別居中の生活費

別居中だからといって夫が妻子に生活費を渡さないのは法律的にも許されません。
例え、夫からの暴力を避ける為や、離婚の協議中・裁判中の別居だとしても、婚姻費用分担の義務は生じます。夫が家を出て行った場合でも同じです。

夫婦には、お互いの生活レベルが同等になるように助け合う「生活保持義務」があり、婚姻から生ずる費用を、収入その他の一切の事情を考慮して、分担する義務があります。
別居中でも夫婦の婚姻が継続している限り、婚姻費用の分担義務が生じますので、夫が生活費を渡さない場合は、妻は今まで通りの生活費を渡すよう求めることができます。

また夫婦間に未成熟の子供がある場合、たとえ別居期間中でも子供に対する扶養義務は免除されません。子供の福祉が最優先されますので、婚姻破綻の有責割合などは度外視して考えます。

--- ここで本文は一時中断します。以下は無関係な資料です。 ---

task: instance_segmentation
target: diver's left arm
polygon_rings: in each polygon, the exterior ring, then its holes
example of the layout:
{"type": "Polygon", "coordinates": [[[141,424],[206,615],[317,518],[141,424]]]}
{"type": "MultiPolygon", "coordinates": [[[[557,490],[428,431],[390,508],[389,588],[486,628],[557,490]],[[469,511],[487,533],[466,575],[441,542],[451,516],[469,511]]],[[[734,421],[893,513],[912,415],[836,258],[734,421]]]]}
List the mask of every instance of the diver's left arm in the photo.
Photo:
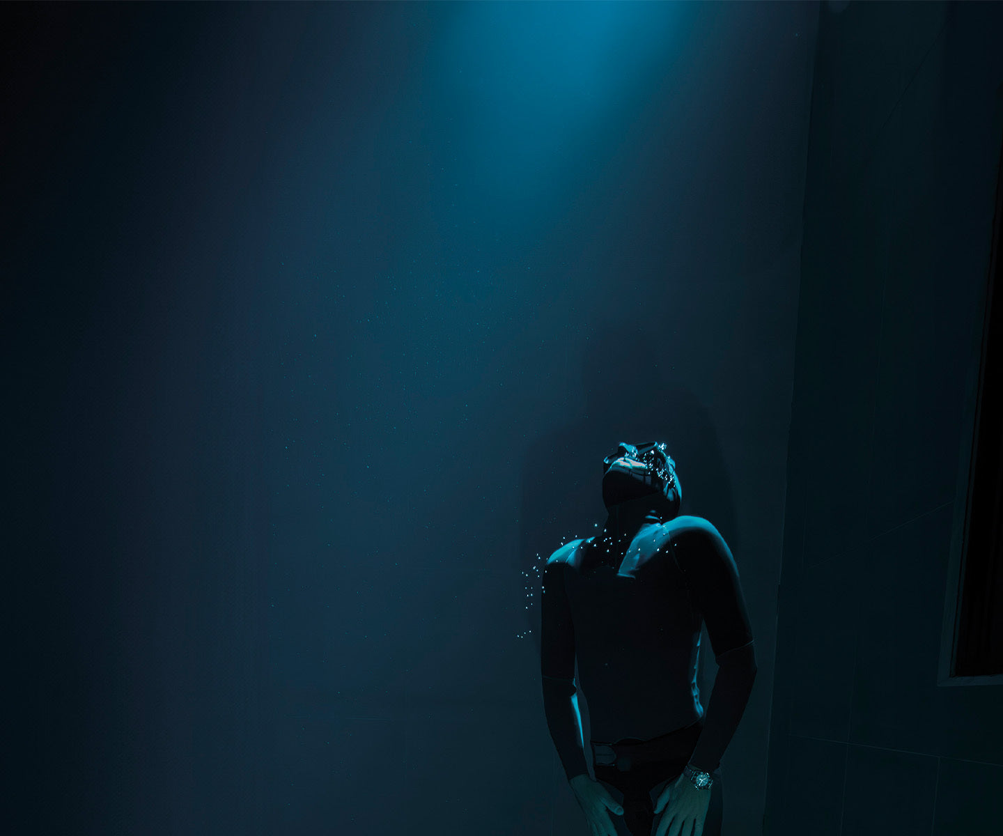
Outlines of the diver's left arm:
{"type": "Polygon", "coordinates": [[[755,649],[738,569],[724,538],[710,523],[676,538],[676,562],[686,576],[710,635],[717,675],[703,731],[689,764],[713,772],[742,719],[755,680],[755,649]]]}

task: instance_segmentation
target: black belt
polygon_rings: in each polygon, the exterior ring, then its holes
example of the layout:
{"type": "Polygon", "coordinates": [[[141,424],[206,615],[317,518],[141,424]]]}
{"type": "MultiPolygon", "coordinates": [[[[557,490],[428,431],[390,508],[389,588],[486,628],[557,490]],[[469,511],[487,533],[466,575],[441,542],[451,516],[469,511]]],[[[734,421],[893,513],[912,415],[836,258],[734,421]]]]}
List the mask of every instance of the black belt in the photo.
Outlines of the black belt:
{"type": "Polygon", "coordinates": [[[597,767],[616,767],[621,772],[659,761],[679,761],[685,765],[702,731],[703,722],[698,720],[683,729],[647,741],[636,738],[625,738],[617,743],[591,741],[593,762],[597,767]]]}

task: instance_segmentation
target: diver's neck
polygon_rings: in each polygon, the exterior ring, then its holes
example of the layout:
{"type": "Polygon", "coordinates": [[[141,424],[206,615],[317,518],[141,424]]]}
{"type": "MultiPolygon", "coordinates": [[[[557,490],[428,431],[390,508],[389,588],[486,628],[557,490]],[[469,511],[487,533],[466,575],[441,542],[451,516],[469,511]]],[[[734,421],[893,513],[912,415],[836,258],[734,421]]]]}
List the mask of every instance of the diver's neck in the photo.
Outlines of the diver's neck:
{"type": "Polygon", "coordinates": [[[660,525],[665,522],[664,510],[651,497],[639,497],[611,505],[605,530],[619,534],[633,534],[643,525],[660,525]]]}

家を出て別居する方は、自分の特有財産は自由に持ち出せますが、夫婦の共有財産、実質的共有財産を勝手に持ち出すと、離婚訴訟になった場合に悪影響を与えてしまう事も考えられます。ただ別居中に相手が夫婦の共有財産、実質的共有財産を処分することも考えられますので、自己名義の預貯金だけではなく、相手名義の預貯金、財産も把握しておきましょう。勝手に処分されそうな場合には、家庭裁判所に財産の処分を禁止する仮の処分を申立てることもできます。

生活費(婚姻費用)の分担額は夫婦の同意で取り決めますが、協議で決まらなかったり、夫が話し合いに応じない場合は家庭裁判所に「婚姻費用分担請求の調停申立」を行うことになります。調停で合意が成立しなければ、家庭裁判所の審判となり、審判により婚姻費用の分担額が決定します。

ただ別居が長期化する可能性があれば、双方とも経済的に苦しくなりますので、ある程度は仕事をされた方が良いと思われます。